You may implement this assignment in Java or C++. Your program must be compatible with the

compilers and run on the following environment:

You must write a makefile document which creates an executable file named keywordcounter.

3. Input and Output Requirements

Your program is required to take the input file name as an argument. Following is an example of

a program that read from a file named file_name.

For C++

$./ keywordcounter file_name

For Java

java keywordcounter file_name

3.1. Input format

Keywords appear one per each line in the input file and starts with $ sign. In each line, an integer will

appear after the keyword and that is the count (frequency) of the keyword (There is a space

between keyword and the integer). You need to increment the keyword by that count. Queries will

also appear in the input file and once a query (for most popular keywords) appears, you should

append the output to the output file. Query will be an integer number ( ) without $ sign in the

beginning. You should write the top most keyword to the output file. When “stop” (without $ sign)

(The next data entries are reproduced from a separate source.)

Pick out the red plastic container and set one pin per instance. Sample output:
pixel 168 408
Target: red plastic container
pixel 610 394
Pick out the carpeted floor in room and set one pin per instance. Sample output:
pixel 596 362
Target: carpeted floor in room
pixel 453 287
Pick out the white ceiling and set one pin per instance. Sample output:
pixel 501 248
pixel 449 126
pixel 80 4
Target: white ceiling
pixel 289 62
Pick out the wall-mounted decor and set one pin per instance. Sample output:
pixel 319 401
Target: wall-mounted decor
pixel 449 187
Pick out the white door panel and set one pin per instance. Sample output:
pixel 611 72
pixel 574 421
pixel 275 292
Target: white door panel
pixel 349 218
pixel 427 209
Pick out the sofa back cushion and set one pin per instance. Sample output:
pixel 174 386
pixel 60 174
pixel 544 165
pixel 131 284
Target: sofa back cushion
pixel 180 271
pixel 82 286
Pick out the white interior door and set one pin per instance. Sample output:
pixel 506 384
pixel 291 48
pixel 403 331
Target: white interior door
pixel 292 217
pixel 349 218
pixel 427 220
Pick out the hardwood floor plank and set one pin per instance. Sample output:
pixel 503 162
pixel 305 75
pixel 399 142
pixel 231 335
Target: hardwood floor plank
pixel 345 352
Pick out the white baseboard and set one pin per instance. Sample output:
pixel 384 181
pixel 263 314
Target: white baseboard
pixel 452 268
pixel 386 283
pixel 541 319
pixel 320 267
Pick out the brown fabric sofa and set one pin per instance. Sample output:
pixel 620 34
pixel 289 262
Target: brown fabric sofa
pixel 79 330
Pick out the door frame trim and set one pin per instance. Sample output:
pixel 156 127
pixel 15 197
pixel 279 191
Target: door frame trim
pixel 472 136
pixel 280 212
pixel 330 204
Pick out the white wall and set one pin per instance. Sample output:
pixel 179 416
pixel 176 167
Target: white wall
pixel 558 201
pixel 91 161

appears in the input stream, program should end. Following is an example of an input file.

$facebook 5

$youtube 3

$facebook 10

$amazon 2

$gmail 4

$weather 2

$facebook 6

$youtube 8

$ebay 2

$news 2

$facebook 12

$youtube 11

$amazon 6

$facebook 12

$amazon 2

$stop 3

$playing 4

$gmail 15

$drawing 3

$ebay 12

$netflix 6

$cnn 5

stop

3.2. Output format

Once a query appears, you need to write down the most popular keywords to the output file in

descending order. Output for a query should be comma separated list without any new lines.

Once the output for a query is finished you should put a new line to write the output for the

next query. You should produce all the outputs in the output file named “output_file.txt”.

Following is the output file for the above input file.

facebook,youtube,amazon

facebook,youtube,gmail,ebay,amazon

3.3. Assumptions

Input keyword can be any arbitrary string including alphanumeric characters and special

symbols.

The count/frequency can only be a positive number greater than 0.

No spaces in the keywords.

For two keywords to be same, whole word should match. i.e. #youtube and #youtube_music are

two different keywords.

One query has only one integer.

If there are more than one keyword with similar frequencies, you can print them in any order. Query integer ≤ 20. i.e. you need to find at most 20 popular keywords.

Input file may consist of more than 1 million keywords.